Skye Borgman comprend ces sentiments. Le cinéaste a passé trois ans à travailler surEnlevé à la vue de tous,qui a été projeté dans divers festivals de films en 2017 et 2018, et a commencé à être diffusé sur des plateformes non Netflix l'année dernière. Mais son arrivée sur Netflix a lancé une toute nouvelle conversation sur les Broberg, qui, selon Borgman, vivaient dans une sorte de « déni absolu » qui peut être difficile à comprendre pour beaucoup. Lors d'un récent entretien téléphonique, Borgman a répondu à des questions sur son documentaire (y compris comment elle a découvert les détails de l'affaire), si la relation sexuelle entre Bob Broberg et Berchtold était plus qu'une chose ponctuelle et comment Jan Broberg a trouvé la capacité de pardonner. ses parents.
Je suis curieux de savoir comment vous avez découvert l'histoire de Jan et comment vous avez décidé de réaliser ce documentaire.

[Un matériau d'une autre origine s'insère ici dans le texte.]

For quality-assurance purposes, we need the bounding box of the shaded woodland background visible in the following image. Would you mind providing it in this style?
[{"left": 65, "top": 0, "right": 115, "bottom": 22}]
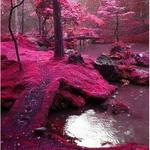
[{"left": 1, "top": 0, "right": 149, "bottom": 43}]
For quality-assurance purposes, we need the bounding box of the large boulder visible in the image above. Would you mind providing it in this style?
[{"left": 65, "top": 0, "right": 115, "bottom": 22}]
[{"left": 94, "top": 55, "right": 120, "bottom": 81}]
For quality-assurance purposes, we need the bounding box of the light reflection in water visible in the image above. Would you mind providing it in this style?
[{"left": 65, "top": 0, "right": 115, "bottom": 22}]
[{"left": 65, "top": 109, "right": 123, "bottom": 147}]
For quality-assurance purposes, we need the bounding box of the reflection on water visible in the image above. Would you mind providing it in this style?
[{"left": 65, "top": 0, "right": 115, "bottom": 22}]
[{"left": 65, "top": 109, "right": 133, "bottom": 147}]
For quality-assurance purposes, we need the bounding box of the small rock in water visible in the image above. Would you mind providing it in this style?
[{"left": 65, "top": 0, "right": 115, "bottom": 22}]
[
  {"left": 124, "top": 130, "right": 131, "bottom": 135},
  {"left": 34, "top": 127, "right": 46, "bottom": 136}
]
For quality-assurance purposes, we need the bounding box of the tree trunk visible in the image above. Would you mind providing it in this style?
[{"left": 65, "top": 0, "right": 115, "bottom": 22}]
[
  {"left": 37, "top": 15, "right": 42, "bottom": 35},
  {"left": 53, "top": 0, "right": 64, "bottom": 57},
  {"left": 21, "top": 2, "right": 24, "bottom": 34},
  {"left": 15, "top": 0, "right": 19, "bottom": 35},
  {"left": 8, "top": 0, "right": 24, "bottom": 71},
  {"left": 115, "top": 13, "right": 119, "bottom": 42}
]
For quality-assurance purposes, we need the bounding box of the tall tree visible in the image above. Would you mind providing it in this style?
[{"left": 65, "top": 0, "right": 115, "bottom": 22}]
[
  {"left": 8, "top": 0, "right": 24, "bottom": 71},
  {"left": 53, "top": 0, "right": 64, "bottom": 57},
  {"left": 98, "top": 0, "right": 135, "bottom": 41}
]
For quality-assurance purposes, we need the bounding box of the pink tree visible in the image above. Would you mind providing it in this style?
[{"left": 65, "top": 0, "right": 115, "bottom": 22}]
[{"left": 98, "top": 0, "right": 134, "bottom": 42}]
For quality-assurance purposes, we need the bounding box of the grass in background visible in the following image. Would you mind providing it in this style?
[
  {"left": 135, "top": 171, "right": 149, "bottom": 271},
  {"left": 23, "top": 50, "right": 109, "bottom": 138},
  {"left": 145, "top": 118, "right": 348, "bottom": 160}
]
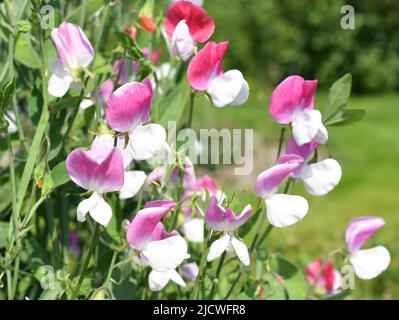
[{"left": 194, "top": 79, "right": 399, "bottom": 299}]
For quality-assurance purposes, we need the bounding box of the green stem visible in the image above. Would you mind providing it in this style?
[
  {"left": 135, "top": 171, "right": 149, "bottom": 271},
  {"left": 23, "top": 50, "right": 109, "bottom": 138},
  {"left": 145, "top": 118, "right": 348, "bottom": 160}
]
[
  {"left": 209, "top": 251, "right": 226, "bottom": 299},
  {"left": 72, "top": 222, "right": 100, "bottom": 300}
]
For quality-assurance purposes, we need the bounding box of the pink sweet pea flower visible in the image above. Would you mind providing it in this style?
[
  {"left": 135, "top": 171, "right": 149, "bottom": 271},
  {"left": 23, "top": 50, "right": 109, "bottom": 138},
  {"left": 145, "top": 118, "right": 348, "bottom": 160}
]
[
  {"left": 106, "top": 80, "right": 170, "bottom": 164},
  {"left": 169, "top": 0, "right": 204, "bottom": 7},
  {"left": 66, "top": 148, "right": 124, "bottom": 226},
  {"left": 269, "top": 76, "right": 328, "bottom": 146},
  {"left": 205, "top": 196, "right": 252, "bottom": 266},
  {"left": 182, "top": 262, "right": 199, "bottom": 282},
  {"left": 48, "top": 22, "right": 94, "bottom": 97},
  {"left": 345, "top": 216, "right": 391, "bottom": 280},
  {"left": 127, "top": 200, "right": 187, "bottom": 291},
  {"left": 164, "top": 1, "right": 215, "bottom": 61},
  {"left": 306, "top": 259, "right": 342, "bottom": 295},
  {"left": 187, "top": 42, "right": 249, "bottom": 108},
  {"left": 255, "top": 155, "right": 309, "bottom": 227},
  {"left": 277, "top": 138, "right": 342, "bottom": 196},
  {"left": 89, "top": 134, "right": 147, "bottom": 199}
]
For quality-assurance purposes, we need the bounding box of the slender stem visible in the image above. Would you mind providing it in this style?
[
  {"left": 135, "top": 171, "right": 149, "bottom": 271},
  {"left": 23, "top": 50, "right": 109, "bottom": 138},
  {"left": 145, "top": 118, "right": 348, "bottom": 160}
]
[
  {"left": 187, "top": 91, "right": 197, "bottom": 128},
  {"left": 209, "top": 251, "right": 226, "bottom": 299},
  {"left": 72, "top": 222, "right": 100, "bottom": 300}
]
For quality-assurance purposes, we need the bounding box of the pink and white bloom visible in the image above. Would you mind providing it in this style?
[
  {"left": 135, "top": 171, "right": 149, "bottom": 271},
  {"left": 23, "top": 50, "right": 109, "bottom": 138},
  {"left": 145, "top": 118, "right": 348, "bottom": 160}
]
[
  {"left": 345, "top": 216, "right": 391, "bottom": 280},
  {"left": 255, "top": 154, "right": 309, "bottom": 227},
  {"left": 278, "top": 138, "right": 342, "bottom": 196},
  {"left": 127, "top": 200, "right": 187, "bottom": 291},
  {"left": 269, "top": 76, "right": 328, "bottom": 146},
  {"left": 169, "top": 0, "right": 204, "bottom": 7},
  {"left": 48, "top": 22, "right": 94, "bottom": 97},
  {"left": 187, "top": 41, "right": 249, "bottom": 108},
  {"left": 205, "top": 196, "right": 252, "bottom": 266},
  {"left": 106, "top": 80, "right": 170, "bottom": 165},
  {"left": 164, "top": 1, "right": 215, "bottom": 61},
  {"left": 66, "top": 148, "right": 124, "bottom": 226},
  {"left": 89, "top": 134, "right": 147, "bottom": 199},
  {"left": 306, "top": 259, "right": 342, "bottom": 295}
]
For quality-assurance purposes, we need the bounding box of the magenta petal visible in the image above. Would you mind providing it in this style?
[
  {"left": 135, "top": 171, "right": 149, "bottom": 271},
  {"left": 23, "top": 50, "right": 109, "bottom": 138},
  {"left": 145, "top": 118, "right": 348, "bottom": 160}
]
[
  {"left": 66, "top": 148, "right": 124, "bottom": 193},
  {"left": 255, "top": 155, "right": 303, "bottom": 198},
  {"left": 205, "top": 196, "right": 227, "bottom": 231},
  {"left": 127, "top": 200, "right": 172, "bottom": 250},
  {"left": 106, "top": 82, "right": 152, "bottom": 132},
  {"left": 151, "top": 222, "right": 179, "bottom": 241},
  {"left": 226, "top": 205, "right": 252, "bottom": 231},
  {"left": 51, "top": 22, "right": 94, "bottom": 68},
  {"left": 269, "top": 76, "right": 317, "bottom": 124},
  {"left": 164, "top": 1, "right": 215, "bottom": 43},
  {"left": 187, "top": 42, "right": 229, "bottom": 91},
  {"left": 345, "top": 216, "right": 385, "bottom": 252}
]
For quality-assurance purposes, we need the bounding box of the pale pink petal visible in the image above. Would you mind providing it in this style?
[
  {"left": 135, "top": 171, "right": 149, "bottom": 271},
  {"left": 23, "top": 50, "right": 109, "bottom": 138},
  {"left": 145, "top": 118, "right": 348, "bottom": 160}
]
[
  {"left": 269, "top": 76, "right": 317, "bottom": 124},
  {"left": 106, "top": 82, "right": 152, "bottom": 132},
  {"left": 187, "top": 42, "right": 229, "bottom": 91},
  {"left": 51, "top": 22, "right": 94, "bottom": 68},
  {"left": 345, "top": 216, "right": 385, "bottom": 252},
  {"left": 255, "top": 155, "right": 303, "bottom": 198},
  {"left": 205, "top": 196, "right": 231, "bottom": 231},
  {"left": 164, "top": 1, "right": 215, "bottom": 43},
  {"left": 127, "top": 200, "right": 175, "bottom": 250}
]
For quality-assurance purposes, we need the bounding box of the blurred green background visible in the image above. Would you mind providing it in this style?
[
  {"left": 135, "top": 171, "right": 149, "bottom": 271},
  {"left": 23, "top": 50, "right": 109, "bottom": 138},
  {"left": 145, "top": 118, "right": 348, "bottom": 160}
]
[{"left": 194, "top": 0, "right": 399, "bottom": 299}]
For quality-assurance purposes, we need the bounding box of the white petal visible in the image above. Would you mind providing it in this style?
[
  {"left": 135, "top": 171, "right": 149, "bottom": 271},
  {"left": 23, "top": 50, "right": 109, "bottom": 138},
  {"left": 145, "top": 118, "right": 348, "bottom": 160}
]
[
  {"left": 169, "top": 20, "right": 195, "bottom": 61},
  {"left": 207, "top": 70, "right": 248, "bottom": 108},
  {"left": 183, "top": 218, "right": 204, "bottom": 243},
  {"left": 48, "top": 60, "right": 73, "bottom": 97},
  {"left": 206, "top": 233, "right": 231, "bottom": 261},
  {"left": 300, "top": 159, "right": 342, "bottom": 196},
  {"left": 231, "top": 237, "right": 250, "bottom": 266},
  {"left": 129, "top": 124, "right": 166, "bottom": 160},
  {"left": 349, "top": 246, "right": 391, "bottom": 280},
  {"left": 292, "top": 110, "right": 327, "bottom": 146},
  {"left": 119, "top": 171, "right": 147, "bottom": 199},
  {"left": 229, "top": 79, "right": 249, "bottom": 106},
  {"left": 89, "top": 196, "right": 112, "bottom": 227},
  {"left": 265, "top": 194, "right": 309, "bottom": 227},
  {"left": 168, "top": 270, "right": 186, "bottom": 288},
  {"left": 148, "top": 270, "right": 170, "bottom": 291},
  {"left": 77, "top": 192, "right": 101, "bottom": 222},
  {"left": 142, "top": 236, "right": 187, "bottom": 271}
]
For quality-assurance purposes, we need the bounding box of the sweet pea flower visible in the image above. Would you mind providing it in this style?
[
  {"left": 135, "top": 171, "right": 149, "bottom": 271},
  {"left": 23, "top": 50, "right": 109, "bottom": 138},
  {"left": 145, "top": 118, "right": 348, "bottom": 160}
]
[
  {"left": 66, "top": 148, "right": 124, "bottom": 227},
  {"left": 269, "top": 76, "right": 328, "bottom": 146},
  {"left": 127, "top": 200, "right": 191, "bottom": 291},
  {"left": 277, "top": 138, "right": 342, "bottom": 196},
  {"left": 106, "top": 80, "right": 170, "bottom": 160},
  {"left": 164, "top": 1, "right": 215, "bottom": 61},
  {"left": 345, "top": 216, "right": 391, "bottom": 280},
  {"left": 90, "top": 134, "right": 147, "bottom": 199},
  {"left": 205, "top": 196, "right": 252, "bottom": 266},
  {"left": 48, "top": 22, "right": 94, "bottom": 97},
  {"left": 169, "top": 0, "right": 204, "bottom": 7},
  {"left": 255, "top": 155, "right": 309, "bottom": 227},
  {"left": 182, "top": 262, "right": 199, "bottom": 282},
  {"left": 187, "top": 41, "right": 249, "bottom": 108},
  {"left": 306, "top": 259, "right": 342, "bottom": 295}
]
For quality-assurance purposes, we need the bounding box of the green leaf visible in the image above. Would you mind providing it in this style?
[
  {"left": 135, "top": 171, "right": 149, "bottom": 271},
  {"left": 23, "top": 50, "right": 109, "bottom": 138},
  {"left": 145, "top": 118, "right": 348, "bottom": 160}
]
[
  {"left": 0, "top": 221, "right": 8, "bottom": 249},
  {"left": 325, "top": 109, "right": 366, "bottom": 127},
  {"left": 324, "top": 73, "right": 352, "bottom": 120},
  {"left": 14, "top": 34, "right": 40, "bottom": 69},
  {"left": 51, "top": 161, "right": 71, "bottom": 189}
]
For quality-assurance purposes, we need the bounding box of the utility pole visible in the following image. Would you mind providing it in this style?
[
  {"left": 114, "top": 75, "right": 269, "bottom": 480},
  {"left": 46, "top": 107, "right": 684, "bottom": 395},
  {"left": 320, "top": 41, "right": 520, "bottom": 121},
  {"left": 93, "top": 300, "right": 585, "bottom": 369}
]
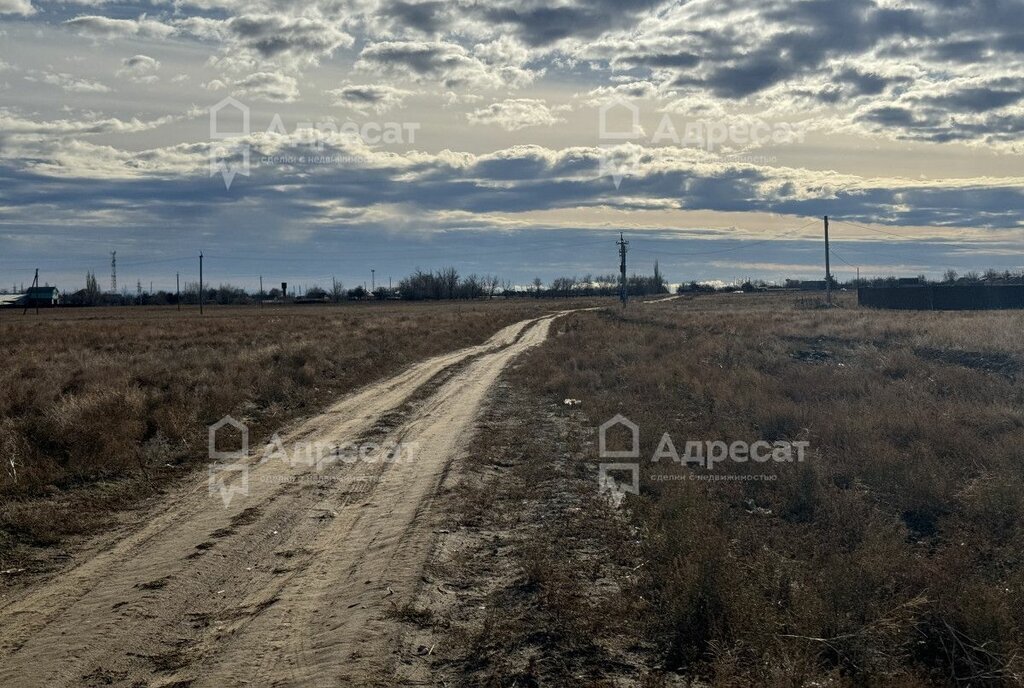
[
  {"left": 615, "top": 231, "right": 630, "bottom": 308},
  {"left": 22, "top": 267, "right": 39, "bottom": 315},
  {"left": 825, "top": 215, "right": 831, "bottom": 306}
]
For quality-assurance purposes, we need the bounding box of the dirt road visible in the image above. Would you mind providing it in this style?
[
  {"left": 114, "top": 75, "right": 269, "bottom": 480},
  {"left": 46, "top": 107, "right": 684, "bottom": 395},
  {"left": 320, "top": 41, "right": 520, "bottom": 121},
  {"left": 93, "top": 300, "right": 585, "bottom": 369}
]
[{"left": 0, "top": 315, "right": 569, "bottom": 686}]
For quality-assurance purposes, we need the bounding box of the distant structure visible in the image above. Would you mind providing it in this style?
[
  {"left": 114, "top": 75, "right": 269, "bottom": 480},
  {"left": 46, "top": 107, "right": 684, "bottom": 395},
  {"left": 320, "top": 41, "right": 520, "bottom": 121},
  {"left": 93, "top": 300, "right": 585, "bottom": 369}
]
[
  {"left": 785, "top": 280, "right": 825, "bottom": 292},
  {"left": 0, "top": 287, "right": 60, "bottom": 308},
  {"left": 857, "top": 278, "right": 1024, "bottom": 310}
]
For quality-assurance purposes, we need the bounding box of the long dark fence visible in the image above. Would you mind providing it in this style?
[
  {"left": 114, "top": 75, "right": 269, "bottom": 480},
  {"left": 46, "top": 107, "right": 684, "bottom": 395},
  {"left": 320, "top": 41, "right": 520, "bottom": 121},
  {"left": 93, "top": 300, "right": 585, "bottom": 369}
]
[{"left": 857, "top": 285, "right": 1024, "bottom": 310}]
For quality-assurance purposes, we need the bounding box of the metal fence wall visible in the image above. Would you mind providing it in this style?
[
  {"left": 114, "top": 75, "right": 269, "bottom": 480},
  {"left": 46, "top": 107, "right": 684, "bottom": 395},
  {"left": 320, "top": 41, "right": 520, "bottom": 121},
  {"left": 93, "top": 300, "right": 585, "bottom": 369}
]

Vraiment, nous avons trouvé le livre [Innocence volée]. Je suppose que Jan et Mary Ann l'avaient auto-publié, donc il n'a pas été largement diffusé. La productrice, Stephanie Tobey, parlait à cet autre producteur de la folie de cette histoire, et [elle] lui a donné le livre. Stéphanie l'a lu, puis a fait la présentation à Jan, puis m'a fait participer. J'ai lu le livre et je n'ai tout simplement pas compris comment une chose pareille pouvait arriver. Ils avaient laissé les deux affaires sexuelles en dehors du livre. Jan nous avait parlé de sa mère, mais elle n'avait pas mentionné son père. C’était la partie la plus déroutante de tout cela. Je ne savais tout simplement pas comment cela pouvait arriver et je voulais le comprendre.
Donc vous avez découvert les liaisons de Mary Ann avec Berchtold par Jan ?
Oui, elle nous en a parlé plus tard.
Comment avez-vous découvert la relation de Bob avec lui ?
Il y avait eu une sorte de manifeste écrit par Berchtold lui-même. Nous en avions quelques pages, et il mentionnait quelque chose sur une relation avec le père. Je l’avais en quelque sorte écarté, ce qui était une grosse erreur et une grande leçon d’apprentissage pour moi. Et puis, quand nous avons eu ces transcriptions des deux audiences qu'ils avaient vécues, ils avaient parlé de cet événement masturbatoire dans la voiture. J'ai dit: "Oh mon Dieu, c'est vrai." Les pièces ont commencé à s'assembler, en ce qui concerne ce qu'il a fait à ces deux parents pour les faire chanter.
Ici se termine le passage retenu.